The East Lakeview location at 2817 N. Clark St. was anchor of the three-way intersection of Diversey Parkway, Clark Street and Broadway for more than 15 years, after taking over a space previously occupied by a Great Ace Hardware store in 1995 in what for many years been a seedy part of the neighborhood then called New Town. Months before it closed, the bookstore was still drawing huge crowds for readings and book signings by authors such as David Sedaris.
Bookstores in that densely-populated section of the East Lakeview neighborhood were plentiful not too many years ago, with a Barnes & Noble store just to the south at 659 W. Diversey Pkwy., and a Barbara’s Bookstore just to the north at 3130 N. Broadway. The Barbara’s Bookstore closed in 1996, and the space is now occupied by Wilde Bar and Restaurant, while the Barnes & Noble closed at the end of 2008 and will soon be taken over by the new State Farm “Next Door” community space.

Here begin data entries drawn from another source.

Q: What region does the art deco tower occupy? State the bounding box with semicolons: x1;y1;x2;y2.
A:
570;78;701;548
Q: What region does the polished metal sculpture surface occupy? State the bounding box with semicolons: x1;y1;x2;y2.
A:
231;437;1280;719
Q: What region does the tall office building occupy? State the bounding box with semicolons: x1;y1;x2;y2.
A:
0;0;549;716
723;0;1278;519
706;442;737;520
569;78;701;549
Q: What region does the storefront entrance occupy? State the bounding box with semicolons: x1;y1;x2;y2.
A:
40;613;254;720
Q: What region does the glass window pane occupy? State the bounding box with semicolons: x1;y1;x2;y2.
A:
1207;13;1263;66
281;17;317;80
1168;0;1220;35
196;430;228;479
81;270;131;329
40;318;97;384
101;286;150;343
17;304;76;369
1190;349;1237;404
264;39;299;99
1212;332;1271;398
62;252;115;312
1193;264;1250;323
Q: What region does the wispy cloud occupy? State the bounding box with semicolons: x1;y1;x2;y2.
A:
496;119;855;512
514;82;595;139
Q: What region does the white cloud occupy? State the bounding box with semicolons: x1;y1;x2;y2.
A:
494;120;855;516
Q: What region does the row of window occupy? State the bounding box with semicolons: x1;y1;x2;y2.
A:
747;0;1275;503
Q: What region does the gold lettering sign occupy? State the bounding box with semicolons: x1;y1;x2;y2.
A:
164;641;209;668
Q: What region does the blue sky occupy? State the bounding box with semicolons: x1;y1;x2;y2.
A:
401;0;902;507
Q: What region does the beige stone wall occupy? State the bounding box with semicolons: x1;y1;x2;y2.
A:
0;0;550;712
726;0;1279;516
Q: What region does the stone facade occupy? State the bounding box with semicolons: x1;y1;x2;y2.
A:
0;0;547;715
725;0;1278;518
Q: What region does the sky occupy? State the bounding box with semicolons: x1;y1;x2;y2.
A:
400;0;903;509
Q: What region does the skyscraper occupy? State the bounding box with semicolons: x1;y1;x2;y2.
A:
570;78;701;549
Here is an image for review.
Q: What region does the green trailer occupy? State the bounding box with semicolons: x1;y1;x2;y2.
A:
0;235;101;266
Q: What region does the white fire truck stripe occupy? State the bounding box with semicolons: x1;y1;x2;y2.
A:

A Super Crown bookstore also operated at the corner of Diversey Parkway and Halsted Street for several years in the 1990s; it is now a Dunkin’ Donuts.
A handful of used bookstores, and the Unabridged Bookstore farther north on Broadway, now remain.
The Near North Side location at 755 W. North Ave. also opened in the spring of 2004, in the then-booming Clybourn Corridor. A decade earlier, the principal destinations in the area had been an old John M. Smyth’s Homemakers furniture store and the New City YMCA, which was opened to serve Cabrini-Green residents.
The area had already grown affluent when the Borders store opened, and its cache has grown since. Nearby, an old BP gas station at Clybourn Avenue and Halsted Street has been supplanted by an Apple Store, and just to the southwest, Whole Foods has expanded its presence.
The Beverly location at 2210 W. 95th St. opened in 1998, also to much fanfare and high hopes. A Chicago Tribune article on May 5, 1998 was headlined, “Beverly pins hopes for 95th renaissance on bookstore.”
The 95th Street store was the first national retailer to open on that stretch of the street, known as “the Quality Mile.” But, as a 2003 Tribune article pointed out, the Borders store never sparked the hoped-for rush of development along 95th Street.
Still, neighbors were shocked and saddened upon hearing the announcement that the store was closing.
“I look at that as a family outing. As a dad it’s important for me to bring my children here. I taught my son, seven years old, how to read, right here in Borders,” customer Rashi Spillers told CBS 2’s Suzanne Le Mignot in February.
The Borders in at 6103 N. Lincoln Ave. in the Lincoln Village shopping center opened in 2003, as part of an extensive facelift of the retail center at Lincoln Avenue and McCormick Boulevard, which was considered the city’s first modern shopping center when it opened in the 1950s.
The Borders replaced the aging Lincoln Village 7-9 movie theater, which had grown run down and was demolished.
The redevelopment that included the addition of the Borders at Lincoln Village was part of a $25 million rehab project for the shopping center, which at the time included an Amazing Savings and an Office Depot, according to the Chicago Tribune.
At its peak, in 2003, Borders operated 1,249 Borders and Waldenbooks, but by the time it filed for bankruptcy protection in February that had fallen to 642 stores and 19,500 employees. Since then, Borders has shuttered more stores and laid off thousands.